The "lucky” ones – or the more privileged among us – may look back into the first two years of the pandemic through our social media feeds with a sense of bittersweet nostalgia. How can we forget the first days of remote working and studying from home, or that moment when we could only wave at our relatives during religious holidays? 

But for others, particularly those on the margins, the pandemic was a traumatic moment that turned lives upside down. Some lost their loved ones to the virus while others lost their jobs and were thrown into precarious financial positions. It was the moment when they realized how the prevailing social, political and economic order failed to protect them during one of the most challenging times in history.

A collection of scholarly articles released by the University of Indonesia’s Asia Research Center (ARC) titled Mediatisasi Politik pada Masa Pandemi di Indonesia yang Neoliberal (The Mediatization of Politics during Pandemics in Neoliberal Indonesia) is an attempt from Indonesian scholars from different fields to provide a critical evaluation of what went wrong and what went right during that critical period. It does so by examining how the politics of pandemics — or “social practices” conducted by the elite and the grassroots during the crisis — was mediatized in digital settings.

The book, published by Kepustakaan Populer Gramedia (KPG), is worth a read not only for academics, but for anyone that wishes to understand the structural and material factors that not only deeply influenced state policies to address the crisis, but also shaped how people perceived and responded to the policies. 

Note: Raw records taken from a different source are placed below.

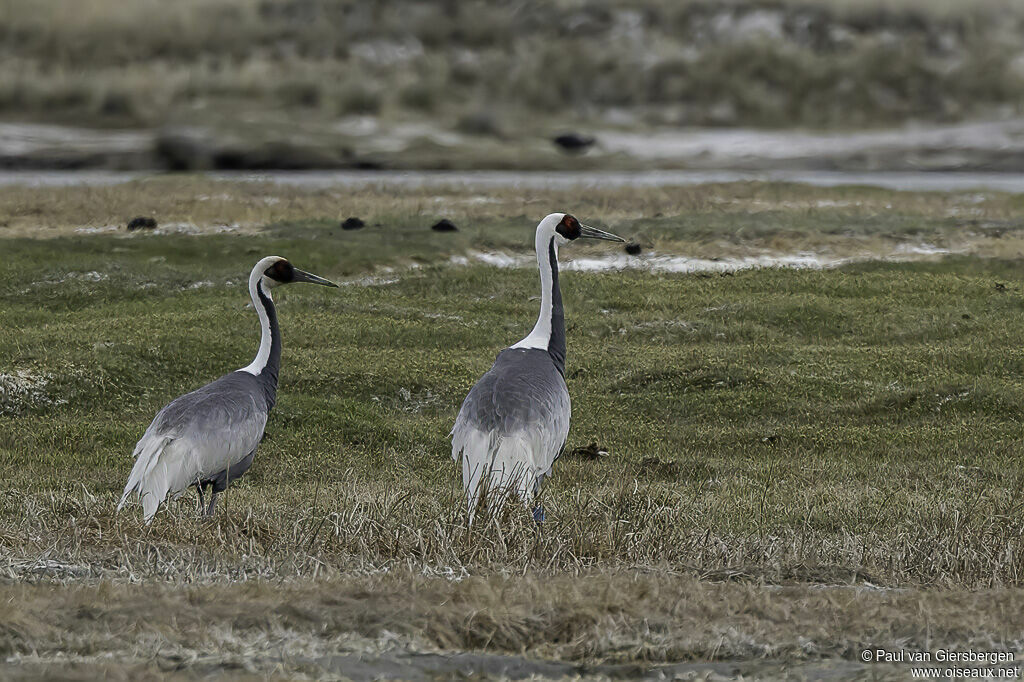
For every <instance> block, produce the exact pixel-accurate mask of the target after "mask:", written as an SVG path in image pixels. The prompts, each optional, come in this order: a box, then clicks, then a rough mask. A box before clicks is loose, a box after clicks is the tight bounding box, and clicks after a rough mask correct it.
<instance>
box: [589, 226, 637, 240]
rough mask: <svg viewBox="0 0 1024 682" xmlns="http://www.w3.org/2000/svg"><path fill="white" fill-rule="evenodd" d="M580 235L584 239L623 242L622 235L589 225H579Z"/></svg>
mask: <svg viewBox="0 0 1024 682" xmlns="http://www.w3.org/2000/svg"><path fill="white" fill-rule="evenodd" d="M580 237H581V238H582V239H585V240H605V241H608V242H625V241H626V240H624V239H623V238H622V237H618V236H617V235H612V233H611V232H606V231H604V230H603V229H598V228H597V227H591V226H590V225H580Z"/></svg>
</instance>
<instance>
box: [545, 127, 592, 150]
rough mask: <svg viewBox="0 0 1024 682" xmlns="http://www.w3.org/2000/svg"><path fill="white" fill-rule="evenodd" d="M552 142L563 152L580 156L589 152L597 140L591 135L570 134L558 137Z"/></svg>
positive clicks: (571, 133) (581, 134) (566, 134)
mask: <svg viewBox="0 0 1024 682" xmlns="http://www.w3.org/2000/svg"><path fill="white" fill-rule="evenodd" d="M551 141H552V142H554V143H555V145H556V146H558V147H559V148H561V150H562V151H563V152H571V153H574V154H580V153H582V152H586V151H587V150H589V148H590V147H591V146H592V145H593V144H594V142H596V141H597V140H596V139H595V138H594V137H593V136H591V135H584V134H581V133H574V132H569V133H562V134H561V135H557V136H555V137H554V138H553V139H552V140H551Z"/></svg>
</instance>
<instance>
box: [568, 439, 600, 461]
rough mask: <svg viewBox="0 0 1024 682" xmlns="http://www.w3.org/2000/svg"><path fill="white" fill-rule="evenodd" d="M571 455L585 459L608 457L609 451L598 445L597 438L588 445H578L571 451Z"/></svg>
mask: <svg viewBox="0 0 1024 682" xmlns="http://www.w3.org/2000/svg"><path fill="white" fill-rule="evenodd" d="M569 455H570V456H571V457H579V458H581V459H584V460H596V459H600V458H602V457H607V456H608V451H606V450H604V449H603V447H601V446H600V445H598V444H597V441H596V440H592V441H591V442H590V444H589V445H587V446H586V447H577V449H574V450H573V451H572V452H570V453H569Z"/></svg>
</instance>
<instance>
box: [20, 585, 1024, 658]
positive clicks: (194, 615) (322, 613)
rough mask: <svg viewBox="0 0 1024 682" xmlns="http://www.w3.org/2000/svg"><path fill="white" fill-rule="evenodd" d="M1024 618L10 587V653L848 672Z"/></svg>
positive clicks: (949, 614)
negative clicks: (802, 669) (853, 663)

Pandemics and neoliberalism

Writing from the tradition of critical social sciences, which consider power relationships an important factor in scholarly analysis, ARC deputy director Diatyka Widya Pertama Yasih, who coedited the book, asserts that the authors aim to critically evaluate the impacts of neoliberal policies on Indonesian society during the health crisis. Neoliberalism here refers to a set of political economic practices that are based on the idea that our well-being could only be improved within “an institutional framework characterized by strong private property rights, free market and free trade” (Harvey, 2005, p. 2).